In the report, the Senate Intelligence Committee directs the Director of National Intelligence, in consultation with the Secretary of Defense, to submit a report to the congressional intelligence and armed services committees on unidentified aerial phenomena (or “anomalous aerial vehicles”). The report must include “observed airborne objects that have not been identified.”
The Committee says that the report should be submitted within 180 days of the enactment of the Intelligence Authorization Act for fiscal 2021. The bill was introduced on June 8, 2020.
The New York Times reports that a small group of government officials and scientists believe that objects of “undetermined origin” have crashed to Earth and been retrieved, including former Sen. Harry Reid. While some have been found to be man-made materials, there are question marks over others.
The publication cites Eric W. Davis, an astrophysicist who worked as a subcontractor and a consultant for the Pentagon UFO program. Davis, who now works for defense contractor Aerospace Corporation, said he also gave briefings on the recovery of unexplained objects to staff members of the Senate Armed Services Committee and the Senate Intelligence Committee, on Oct. 21 and Oct. 23, 2019, respectively, the Times added.

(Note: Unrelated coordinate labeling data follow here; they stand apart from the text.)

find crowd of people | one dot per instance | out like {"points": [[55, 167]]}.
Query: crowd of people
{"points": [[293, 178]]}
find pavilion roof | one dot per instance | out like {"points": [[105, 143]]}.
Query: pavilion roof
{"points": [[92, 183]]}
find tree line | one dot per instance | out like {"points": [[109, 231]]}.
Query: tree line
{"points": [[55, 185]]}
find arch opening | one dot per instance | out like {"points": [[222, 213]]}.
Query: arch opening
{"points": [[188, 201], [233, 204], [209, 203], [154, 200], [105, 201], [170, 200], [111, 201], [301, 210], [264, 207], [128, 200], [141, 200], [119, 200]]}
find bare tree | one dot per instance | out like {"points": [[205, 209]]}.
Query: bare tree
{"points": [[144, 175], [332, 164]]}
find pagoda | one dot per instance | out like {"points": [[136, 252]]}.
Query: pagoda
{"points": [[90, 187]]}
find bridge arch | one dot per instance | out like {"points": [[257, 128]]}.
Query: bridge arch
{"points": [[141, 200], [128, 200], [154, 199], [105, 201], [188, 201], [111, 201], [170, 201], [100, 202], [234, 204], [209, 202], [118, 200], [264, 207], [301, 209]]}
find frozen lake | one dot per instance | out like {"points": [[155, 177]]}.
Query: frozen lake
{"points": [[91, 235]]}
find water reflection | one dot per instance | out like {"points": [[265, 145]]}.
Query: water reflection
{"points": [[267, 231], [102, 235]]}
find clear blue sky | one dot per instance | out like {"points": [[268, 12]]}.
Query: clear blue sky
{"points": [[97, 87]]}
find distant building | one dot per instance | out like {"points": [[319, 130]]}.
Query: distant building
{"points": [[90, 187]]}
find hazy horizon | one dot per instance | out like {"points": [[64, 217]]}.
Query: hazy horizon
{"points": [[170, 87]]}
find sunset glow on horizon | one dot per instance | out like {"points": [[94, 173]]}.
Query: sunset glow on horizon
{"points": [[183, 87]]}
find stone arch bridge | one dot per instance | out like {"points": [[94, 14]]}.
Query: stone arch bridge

“As we have said previously, the Department of Defense and all of the military departments take any incursions by unauthorized aircraft into our training ranges or designated airspace very seriously, and examine each report,” a spokesperson for the Department of Defense told Fox News, via email. “This includes examinations of incursions that are initially reported as ‘unidentified aerial phenomena’ (UAP) when the observer cannot immediately identify what he or she is observing.”
The Department of Defense, she explained, does not discuss publicly the details of either the observations or the examination of reported incursions into its training ranges or designated airspace, including incursions initially designated as UAP.
“Regarding the task force mentioned in the article, I can say that the department is creating a task force to gain knowledge and insight into the nature and origins of UAPs, as well as their operations, capabilities, performance, and/or signatures,” she added. “The mission of the task force will be to detect, analyze, catalog, consolidate, and exploit non-traditional aerospace vehicles/UAPs posing an operational threat to U.S. national security and avoid strategic surprise.”
Nick Pope, a former employee and UFO investigator for Britain's Ministry of Defense, said he "fully supports" the creation of the task force, which he believes will address some of the concerns that the Senate Intelligence Committee and the Senate Armed Services Committee have.
"UAP (Unidentified Aerial Phenomena) was a term we popularized at the UK Ministry of Defence in the Nineties, as part of a ‘rebranding’ of the UFO phenomenon, attempting to ditch the pop culture baggage that attached to the term 'UFO' and reframe the debate as the defense and national security issue that those of us studying the phenomenon knew it to be," Pope said. "Every government rightly wants to secure the territorial integrity of its airspace and ensure that all objects and phenomena in its airspace or in close proximity to its military assets are identified."
Fox News has also reached out to Aerospace Corporation with a request for comment on this story.
In speaking with the New York Times, Reid said he believes the government and the private sector may have retrieved materials from unidentified objects. “After looking into this, I came to the conclusion that there were reports — some were substantive, some not so substantive — that there were actual materials that the government and the private sector had in their possession,” Reid said in the interview.
Reid's comments are the latest from the former lawmaker. In June 2019, he told Nevada's KNPR that he wished lawmakers would hold public hearings into what the military knows.
"They would be surprised how the American public would accept it," Reid said during the wide-ranging interview. "People from their individual states would accept it."
The former Nevada senator has also tweeted multiple times about the topic, including in April, when he said he was happy the Pentagon released three videos of "unidentified aerial phenomena", adding the "American people deserve to be informed."
In December 2017, Fox News reported that the Pentagon had secretly set up a program to investigate UFOs at the request of Reid.